[O texto abaixo é uma reprodução da matéria publicada no A Tarde pela jornalista Mariana Gomes, referente à audiência pública realizada na Assembleia Legislativa da Bahia, incorporada no texto.]
Nesta terça-feira, 9, a Assembleia Legislativa do Estado da Bahia (ALBA) realizou uma audiência pública sobre a manifestação do racismo nos dispositivos de reconhecimento facial. O debate sobre racismo algorítmico foi proposto pela Comissão de Direitos Humanos e Segurança Pública, presidida atualmente pelo deputado Jacó Lula da Silva (PT), após pedido da Secretaria de Ciência, Tecnologia e Inovação do Estado da Bahia (SECTI).
De acordo com Tarcízio Silva, pesquisador do tema na Universidade Federal do ABC Paulista (UFABC), o racismo é impulsionado por mecanismos tecnológicos em países moldados pela escravização e pela violência policial. “O racismo algorítmico é visto em mídias sociais sempre com o objetivo de enxugar pessoal, aumentar o lucro nas empresas e automatização do trabalho, mas a manifestação mais violenta hoje é o reconhecimento facial para a segurança pública e no espaço público em geral”, explica Silva.

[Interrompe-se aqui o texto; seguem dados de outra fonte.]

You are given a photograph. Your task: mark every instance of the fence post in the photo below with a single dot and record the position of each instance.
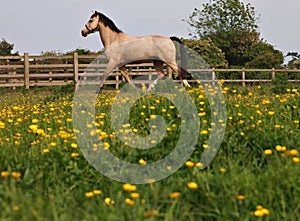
(117, 82)
(244, 77)
(273, 74)
(213, 77)
(75, 67)
(26, 70)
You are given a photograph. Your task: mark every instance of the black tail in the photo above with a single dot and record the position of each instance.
(183, 58)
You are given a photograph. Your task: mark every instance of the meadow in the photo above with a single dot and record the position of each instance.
(254, 176)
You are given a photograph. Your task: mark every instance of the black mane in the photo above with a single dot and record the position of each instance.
(107, 22)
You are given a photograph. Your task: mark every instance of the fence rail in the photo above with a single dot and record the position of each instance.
(28, 71)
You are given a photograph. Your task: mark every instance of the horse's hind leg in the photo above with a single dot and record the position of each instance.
(178, 70)
(109, 69)
(158, 65)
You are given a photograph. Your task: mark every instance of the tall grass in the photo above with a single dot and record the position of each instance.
(255, 175)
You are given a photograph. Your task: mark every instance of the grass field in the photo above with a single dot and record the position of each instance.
(255, 175)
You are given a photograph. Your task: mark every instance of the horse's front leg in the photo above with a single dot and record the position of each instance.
(125, 75)
(158, 65)
(109, 69)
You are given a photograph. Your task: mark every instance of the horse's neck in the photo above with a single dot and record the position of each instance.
(110, 38)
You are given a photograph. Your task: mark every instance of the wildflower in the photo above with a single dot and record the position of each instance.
(129, 187)
(135, 195)
(294, 152)
(4, 174)
(150, 213)
(268, 152)
(296, 159)
(16, 175)
(33, 128)
(74, 145)
(129, 202)
(174, 195)
(52, 144)
(74, 155)
(34, 121)
(16, 208)
(97, 192)
(198, 165)
(240, 197)
(271, 113)
(142, 162)
(222, 170)
(89, 194)
(108, 201)
(204, 132)
(46, 150)
(2, 125)
(189, 164)
(258, 213)
(192, 185)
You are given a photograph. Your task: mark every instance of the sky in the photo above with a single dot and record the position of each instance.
(34, 26)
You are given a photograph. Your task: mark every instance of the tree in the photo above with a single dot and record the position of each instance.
(295, 62)
(230, 24)
(232, 27)
(208, 51)
(264, 55)
(6, 48)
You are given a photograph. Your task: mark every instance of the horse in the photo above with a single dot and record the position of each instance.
(121, 49)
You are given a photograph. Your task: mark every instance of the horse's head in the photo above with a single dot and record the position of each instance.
(92, 25)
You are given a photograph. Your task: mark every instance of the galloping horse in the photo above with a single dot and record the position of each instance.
(121, 49)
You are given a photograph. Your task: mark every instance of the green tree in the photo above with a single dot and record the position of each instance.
(264, 55)
(6, 48)
(230, 24)
(208, 51)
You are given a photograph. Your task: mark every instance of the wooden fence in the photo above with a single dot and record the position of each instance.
(28, 71)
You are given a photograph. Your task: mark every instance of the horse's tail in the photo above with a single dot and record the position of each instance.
(183, 58)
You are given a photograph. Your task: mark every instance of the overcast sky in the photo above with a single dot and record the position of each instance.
(38, 25)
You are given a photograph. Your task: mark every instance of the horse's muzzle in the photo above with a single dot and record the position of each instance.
(84, 33)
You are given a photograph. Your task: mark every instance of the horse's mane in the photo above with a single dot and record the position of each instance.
(107, 22)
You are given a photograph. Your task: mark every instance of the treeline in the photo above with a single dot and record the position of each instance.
(224, 33)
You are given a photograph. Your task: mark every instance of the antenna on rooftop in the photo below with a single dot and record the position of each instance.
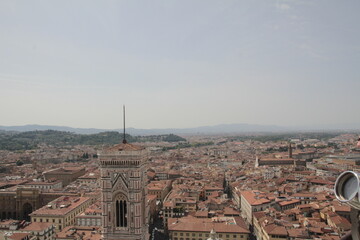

O coordenador do Centro de Referência Étnico-racial da Secretaria de Segurança Pública (SSP-BA), Major Thiago Garcez, em representação da Major Denice Santiago e do secretário de Segurança Pública Ricardo Mandarino, indica o investimento em formação técnica para as forças de segurança diante da aplicação da inteligência artificial. “A SSP tem papel fundamental na atividade. Nesse sentido deixo a sugestão para o secretário de um alinhamento para capacitação dos policiais militares, civis e bombeiros e todos os servidores”.
Segundo a SSP, no início deste mês, a Bahia registrou 221 presos por roubo após o uso do reconhecimento facial desde o início das operações. Em Salvador, as câmeras de reconhecimento facial fazem parte dos investimentos no Turismo, a partir de verbas do Programa de Desenvolvimento do Turismo no Nordeste (Prodetur).
Para a defensora pública Juliane Andrade, o uso de câmeras com leitura facial esbarra ainda na seletividade do sistema de Justiça. “As investigações e as perícias são mais céleres para pessoas brancas, mas no dia a dia da Defensoria, quando vemos as mortes nos bairros mais humildes, a qualidade do processo penal acontece de forma diferente para pessoas negras”, exemplifica.
“O algoritmo de reconhecimento facial é mais complexo do que uma receita de bolo, pois ele depende de entradas de dados como imagens e vídeos e precisa das nossas informações para gerar resultados”, explica a cientista da computação Ana Carolina da Hora. A pesquisadora lembra ainda que hoje no Brasil não há nenhuma legislação voltada para a regulação do reconhecimento facial.
A partir dos relatos de violência promovida por essa ferramenta, Marcos Casaes, graduando em Engenharia Civil da Universidade Católica de Salvador propõe o banimento desta tecnologia na segurança pública. “As identificações nas delegacias por alvos e álbuns de fotos se assemelham com o reconhecimento facial no viés violento para a população negra. Precisamos saber quem são os fornecedores, quais os critérios utilizados, pois ainda é uma caixa preta”, relata Casaes.
“Máquinas são desenvolvidas por e para pessoas, mas há um grande abismo entre as pessoas que desenvolvem e as pessoas que são impactadas, marcada pela seletividade racial”, explica Jade Christinne, da Iniciativa Negra.